Furthermore, new technology like 5G and self-driving also requires chips to power them. As a result, a shortage of these powerful devices is affecting everything from tech stocks to automakers.
To capture your share of the high-flying industry, here are the best semiconductor ETFs to power up your portfolio this year.
The Best Semiconductor ETFs
To meet the growing demand for semis, companies are scrambling to up their production. Not only that, but governments are now stepping in to make sure the resources are available to meet demand.
Global semiconductor sales grew over 23% last year, reaching a new record of almost $50 billion in November. That said, the U.S Senate passed the Innovation and Competition Act providing funds to support the semi industry. The funds will be used for manufacturing, R&D and improving the supply chain in the U.S.
With this in mind, here are the best semiconductor ETFs to own in 2022.
No. 1 iShares Semiconductor ETF (SOXX)
- Net Assets: 6.2B
- Expense Ratio: 0.43%
The largest semiconductor by assets, the iShares Semiconductor ETF is also one of the most closely watched by investors. The ETF is up over 158% in the past 5 years with a strong portfolio of concentrated holdings.
Having said this, SOXX looks to track the ICE Semi Index. The ETF’s top holdings by weight currently include:
- Nvidia (Nasdaq: NVDA) – 9.08%
- Broadcom (Nasdaq: AVGO) – 7.77%
- Intel Corp (Nasdaq: INTC) – 7.11%
- Qualcomm (Nasdaq: QCOM) – 5.79%
- Texas Instruments (Nasdaq: TXN) – 5.22%
- Advanced Micro Devices (Nasdaq: AMD) – 5.01%
- Marvell Technology (Nasdaq: MRVL) – 4.37%
- KLA Corp (Nasdaq: KLAC) – 4.15
- ASML Holding (Nasdaq: ASML) – 4.07%
- Analog Devices (Nasdaq: ADI) – 3.85%
Although the ETF has 30 holdings, the portfolio is heavily concentrated, with the top ten accounting for over 56% of the fund. That said, the fund is outperforming its peers with its targeted approach.
No. 2 VanEck Semiconductor ETF (SMH)
- Net Assets: 6.3B
- Expense Ratio: 0.35%
The VanEck Semi ETF is another concentrated portfolio similar to SOXX. Compared to SOXX, SMH is slightly smaller and looks to track the MVIS U.S Semi Index.

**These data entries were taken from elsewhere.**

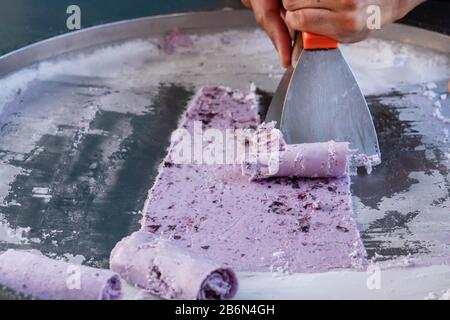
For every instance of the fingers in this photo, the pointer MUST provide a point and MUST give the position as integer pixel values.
(334, 5)
(268, 16)
(344, 27)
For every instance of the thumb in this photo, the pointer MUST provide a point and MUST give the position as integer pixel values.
(273, 24)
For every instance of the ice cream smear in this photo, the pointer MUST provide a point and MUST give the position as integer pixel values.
(288, 223)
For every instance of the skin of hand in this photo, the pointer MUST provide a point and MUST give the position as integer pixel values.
(342, 20)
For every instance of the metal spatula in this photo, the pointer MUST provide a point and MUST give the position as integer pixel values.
(319, 100)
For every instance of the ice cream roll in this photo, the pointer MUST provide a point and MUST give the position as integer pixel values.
(35, 275)
(171, 272)
(315, 160)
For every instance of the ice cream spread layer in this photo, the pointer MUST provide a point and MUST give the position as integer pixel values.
(171, 272)
(37, 276)
(202, 202)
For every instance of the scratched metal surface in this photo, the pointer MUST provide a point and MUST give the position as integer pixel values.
(81, 138)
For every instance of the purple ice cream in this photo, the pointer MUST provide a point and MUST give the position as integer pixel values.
(278, 224)
(168, 271)
(40, 277)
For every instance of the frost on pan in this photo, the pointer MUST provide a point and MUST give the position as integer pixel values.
(40, 277)
(215, 211)
(162, 268)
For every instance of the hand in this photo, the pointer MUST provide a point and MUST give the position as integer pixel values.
(269, 16)
(342, 20)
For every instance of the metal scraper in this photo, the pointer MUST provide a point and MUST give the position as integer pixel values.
(319, 100)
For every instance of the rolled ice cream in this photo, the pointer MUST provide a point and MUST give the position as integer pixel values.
(314, 160)
(35, 275)
(169, 271)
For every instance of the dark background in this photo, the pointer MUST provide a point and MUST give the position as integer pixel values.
(26, 21)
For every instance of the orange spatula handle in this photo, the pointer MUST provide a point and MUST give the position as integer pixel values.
(312, 41)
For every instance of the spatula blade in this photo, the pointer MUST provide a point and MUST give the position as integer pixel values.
(324, 102)
(276, 105)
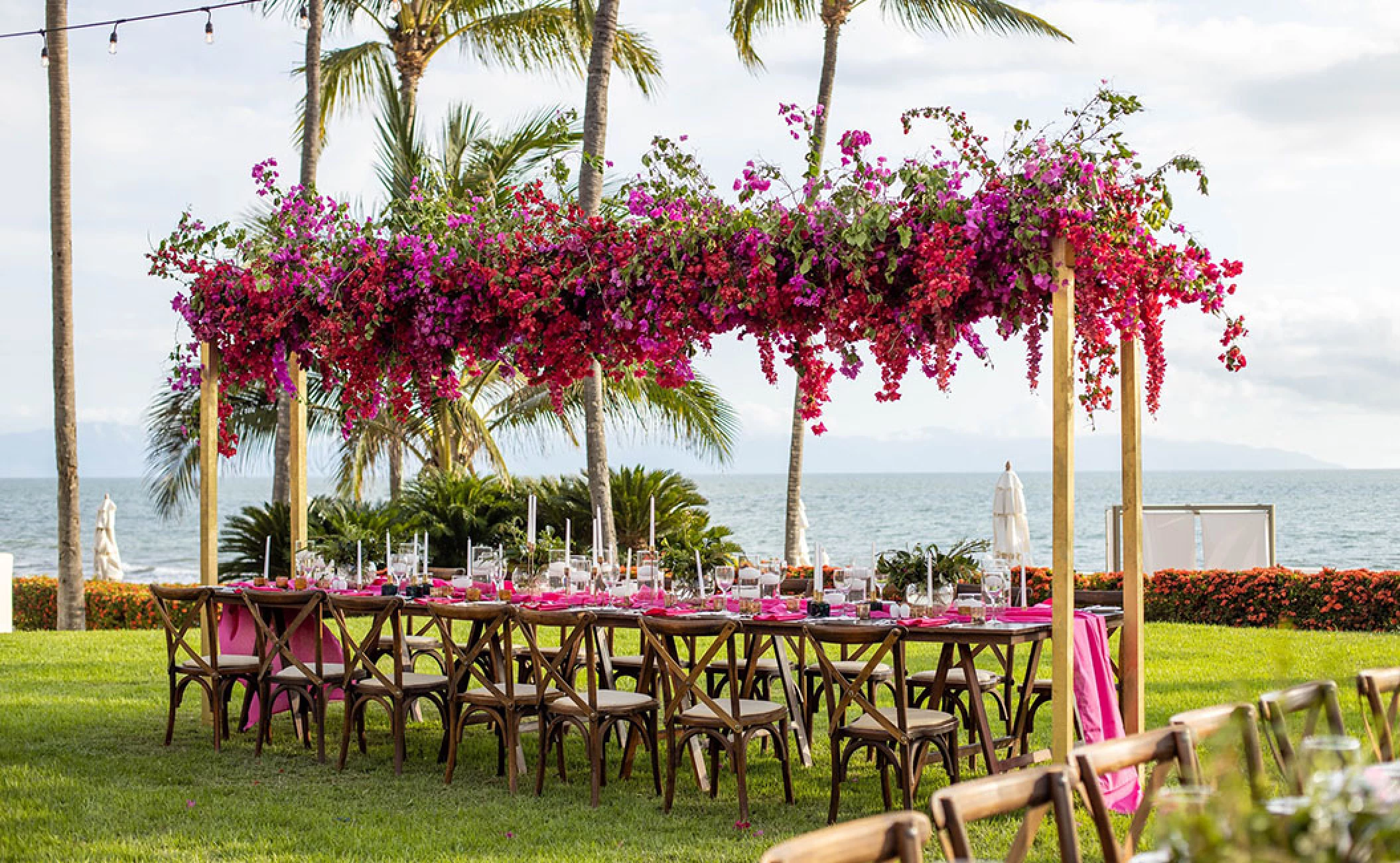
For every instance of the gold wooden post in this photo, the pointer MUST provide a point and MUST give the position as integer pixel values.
(1062, 374)
(1130, 651)
(208, 483)
(297, 460)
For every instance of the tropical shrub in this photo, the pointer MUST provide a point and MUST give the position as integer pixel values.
(109, 604)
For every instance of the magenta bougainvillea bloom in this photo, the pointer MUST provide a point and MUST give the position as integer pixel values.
(910, 264)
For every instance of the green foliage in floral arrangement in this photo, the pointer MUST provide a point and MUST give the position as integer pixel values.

Moreover, the ETF is also a stock market leader with about 160% in returns for investors since 2017. SMH’s top holdings include the following.
- Taiwan Semi Manufacturing: 14.1%
- Nvidia: 10%
- ASML Holding: 5.74%
- Qualcomm: 5.08%
- Advanced Micro Devices: 4.99%
- Intel Corp: 4.90%
- Texas Instruments: 4.87%
- Broadcom: 4.85%
- Micron Technology (Nasdaq: MU): 4.59%
- Applied Materials (Nasdaq: AMAT): 4.5%
As you can see, SMH includes many of the same companies in its top ten. But there are a few standouts, with TSM taking the top spot, making up about 10% of the portfolio.
No. 3 SPDR S&P Semi ETF (XSD)
- Net Assets: 941.1M
- Expense Ratio: 0.35%
Unlike the others on this list, XSD is an unconcentrated portfolio, meaning less exposure to single stocks. Instead, the fund has more broad exposure and tracks the S&P Semi Select Industry Index.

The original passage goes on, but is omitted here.